SIL Verification: By using some calculation software (exSILentia, Safeguard Profiler, SILcet, etc.) we verify that the design of each SIF complies with what is specified in the SRS document (SIL, RRF, MTTFS). This verification process must be repeated every time we modify the design (by change of manufacturer, architectures, change of some calculation parameter or required SIL, etc.)
SIS Tests: There are several types of tests depending on the degree of progress of the project. The “Factory Acceptance Tests” (FAT) are carried out at the factory, and the “Site Acceptance Tests” (SAT) in the plant. These two tests, depending on how they were performed, can be considered as part of the final Validation of the SIS.
Validation of the SIS: It is a very important milestone that consists of validating, through inspections and testing, that the installed and commissioned SIS and its associated SIFs achieve the requirements as stated in the SRS (clause 15 of the IEC 61511). It is normal to use the Site Acceptance Tests for this validation.
Functional Safety Assessment (FSA): It consists of a third-party assessment of the design and installation of the SIS and its associated SIFs. In the assessment team there must be at least one expert who has not been involved in the design.

Phase of Operation & Maintenance

SIS Maintenance Plan: This phase of the life cycle is the longest, in which we must ensure that the integrity of all Safety Functions (SIF) is maintained. There must be a specific SIS Maintenance Plan that defines the activities, procedures, responsible persons, etc. The main changes of edition 2 of IEC 61511, published in 2016, affect this third phase.
Effectiveness of Maintenance: It is important to ensure that we meet the parameters defined in the SRS, especially the frequency of proof tests, its effectiveness quantified with the PTC (or Cpt) parameter, and the assumptions made when calculating the beta factor (common cause failures). It is important to record and document SIS failures.
SIS Monitoring: The behavior of the SIS must be monitored so that its integrity is maintained, specifically if there are changes in the demand rate of any SIF, if any parameter used in the calculation of the Probability of Failure changes, or if there are discrepancies between the expected behavior of the SIS and the actual one.
Modification of the SIS: Over time changes may arise due to different causes. Clause 17 of IEC 61511 sets the guidelines to follow. We must ensure that the safety integrity required by the SIS is maintained after the modifications made.
Functional Safety Assessment (FSA): An FSA mut be done periodically during this phase to ensure that maintenance and operation is carried out in accordance with the assumptions made during the design. In the assessment team there must be at least one expert who is not involved in the O&M.

CONCLUSIONS

As we have seen, a 100% compliance with IEC 61511 is not simple and has a cost, or not if we consider it an investment in Plant Safety and Plant Image that will have a huge return when we have avoided an accident.

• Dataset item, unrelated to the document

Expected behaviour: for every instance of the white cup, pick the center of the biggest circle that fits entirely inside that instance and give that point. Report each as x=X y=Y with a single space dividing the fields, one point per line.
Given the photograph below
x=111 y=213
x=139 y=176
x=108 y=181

In many countries, compliance with IEC 61511 is not mandatory, but it is a great guide of recommendations that is widely recognized worldwide. From here we encourage you to follow it and implement it little by little. Complying with this standard by only 50% is already a good step in the right direction.

It should also be considered that the use of this Standard, as in many others, requires large doses of interpretation by the user. There are few absolute answers “right / wrong” and, therefore, the experience and good practices of the engineer are fundamental.

Finally, emphasize the enormous importance of “systematic failures“ that are closely related to human errors and that we can minimize them with a good Management of the Functional Safety of the Plant.